My middle name—Maya—comes from my great grandmother on my mother’s side, Marjorie. In Hebrew, Marjorie’s name was Manya, where my parents derived Maya from. Like Safta Rachel, Marjorie was an intelligent and strong woman. Known as Granny to her grandchildren, Marjorie was fantastic with numbers. Her husband, Grandad Sam, owned the Dressmaker Service, a button factory in Montreal, while she managed their finances. She could look at a list of orders and add up the total within seconds without using a calculator or lifting a pen. 

Despite this understanding of numbers, Marjorie did not apply this precision to her recipes. Her “Roly Poly” recipe is particularly hard to replicate. While the recipe has been passed down, the only one who can make this biscotti-mandelbrot-cookie hybrid is my aunt Lori who learned directly from Marjorie. Instead of listing exact amounts, the recipe calls for about five cups of flour and approximately three teaspoons of salt. I did not inherit her incredible ability to understand and appreciate numbers, however I do love her “Roly Poly” recipe. 

Photo: Rachel Hackam
Marjorie and Grandad Sam.

Grandad Sam is where my brother Samuel got his first name. Like myself, Samuel is also named after two great grandparents. While running the Dressmaker Service, Grandad Sam loved to spend time playing games with his grandchildren, something my mom fondly remembers. She recalled a time when she was about four and was beating Grandad Sam in a game dubbed “memory”—and he was convinced that she was cheating. When he played with his grandchildren, Grandad Sam’s eyes lit up, with his infectious laugh echoing through the room. Grandad Sam was a humorous, strong, and kind man—all attributes I see in my brother. 

Samuel’s middle name is Tsvi, meaning “deer” in Hebrew. His name is derived from Papa Harry, my maternal grandfather’s father: an intelligent and compassionate man. 

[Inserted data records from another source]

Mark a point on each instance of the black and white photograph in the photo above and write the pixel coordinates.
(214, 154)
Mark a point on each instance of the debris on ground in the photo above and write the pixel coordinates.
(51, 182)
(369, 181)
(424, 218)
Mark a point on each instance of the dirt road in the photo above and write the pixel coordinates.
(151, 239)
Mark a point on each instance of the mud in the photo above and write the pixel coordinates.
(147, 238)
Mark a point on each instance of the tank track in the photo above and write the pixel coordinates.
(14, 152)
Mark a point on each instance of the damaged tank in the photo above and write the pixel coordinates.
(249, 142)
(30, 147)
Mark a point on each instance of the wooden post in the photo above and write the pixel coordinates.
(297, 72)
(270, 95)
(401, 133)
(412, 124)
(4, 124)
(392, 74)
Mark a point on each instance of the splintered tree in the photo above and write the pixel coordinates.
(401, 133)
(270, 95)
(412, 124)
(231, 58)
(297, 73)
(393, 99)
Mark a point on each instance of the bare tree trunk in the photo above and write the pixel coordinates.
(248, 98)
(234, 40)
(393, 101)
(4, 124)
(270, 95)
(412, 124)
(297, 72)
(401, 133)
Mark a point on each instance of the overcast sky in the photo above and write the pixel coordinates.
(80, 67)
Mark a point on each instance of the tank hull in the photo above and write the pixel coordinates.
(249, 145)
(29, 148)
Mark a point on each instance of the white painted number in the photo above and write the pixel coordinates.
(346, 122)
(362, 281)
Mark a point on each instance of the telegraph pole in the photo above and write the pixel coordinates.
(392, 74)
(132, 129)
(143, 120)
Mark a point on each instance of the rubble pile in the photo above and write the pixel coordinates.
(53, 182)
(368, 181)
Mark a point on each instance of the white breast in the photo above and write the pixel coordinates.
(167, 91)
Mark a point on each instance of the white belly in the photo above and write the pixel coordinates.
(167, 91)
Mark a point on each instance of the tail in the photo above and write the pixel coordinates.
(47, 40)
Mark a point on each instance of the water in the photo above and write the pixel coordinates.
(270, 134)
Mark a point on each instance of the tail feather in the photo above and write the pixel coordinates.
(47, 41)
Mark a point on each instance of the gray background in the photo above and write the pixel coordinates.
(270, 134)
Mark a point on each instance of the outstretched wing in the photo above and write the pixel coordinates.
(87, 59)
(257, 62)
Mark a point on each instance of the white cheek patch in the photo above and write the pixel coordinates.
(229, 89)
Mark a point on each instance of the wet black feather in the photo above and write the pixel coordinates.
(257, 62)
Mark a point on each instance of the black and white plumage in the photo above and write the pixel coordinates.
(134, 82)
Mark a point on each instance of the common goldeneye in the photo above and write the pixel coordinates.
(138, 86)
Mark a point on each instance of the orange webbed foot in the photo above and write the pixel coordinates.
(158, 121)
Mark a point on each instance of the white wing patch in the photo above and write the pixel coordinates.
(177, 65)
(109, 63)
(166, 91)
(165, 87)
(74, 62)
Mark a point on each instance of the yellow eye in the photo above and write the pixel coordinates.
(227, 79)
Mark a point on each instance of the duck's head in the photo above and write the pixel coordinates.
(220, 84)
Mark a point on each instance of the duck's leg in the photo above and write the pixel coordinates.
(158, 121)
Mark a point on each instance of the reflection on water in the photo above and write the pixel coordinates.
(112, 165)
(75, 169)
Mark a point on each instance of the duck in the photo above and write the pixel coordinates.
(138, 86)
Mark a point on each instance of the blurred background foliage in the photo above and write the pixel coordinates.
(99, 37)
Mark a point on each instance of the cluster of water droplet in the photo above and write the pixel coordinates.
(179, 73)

While Samuel and I were named after four relatives who passed away, my other two brothers were not. My parents simply liked the names Jonathan Seth, and Gabriel Ari for my two younger brothers, both names that represent their Jewish identities. As they grow older, they will form deeper connections with their names, creating an identity for themselves, as I and my oldest brother have. 

Learning more about the incredible women I’m named after has prompted introspection. I’ve been thinking about how I can keep their memories alive, emulate their personas, and still remain true to myself. Names serve as an external marker of who someone is, signaling a person’s identity to strangers. While two people may share a name, they are each a unique individual with a different story to tell. A name is the most recognizable part of an identity, but it is only a small part of who they are. Being named after someone keeps their memory alive and connects the name holder to their namesake through their soul.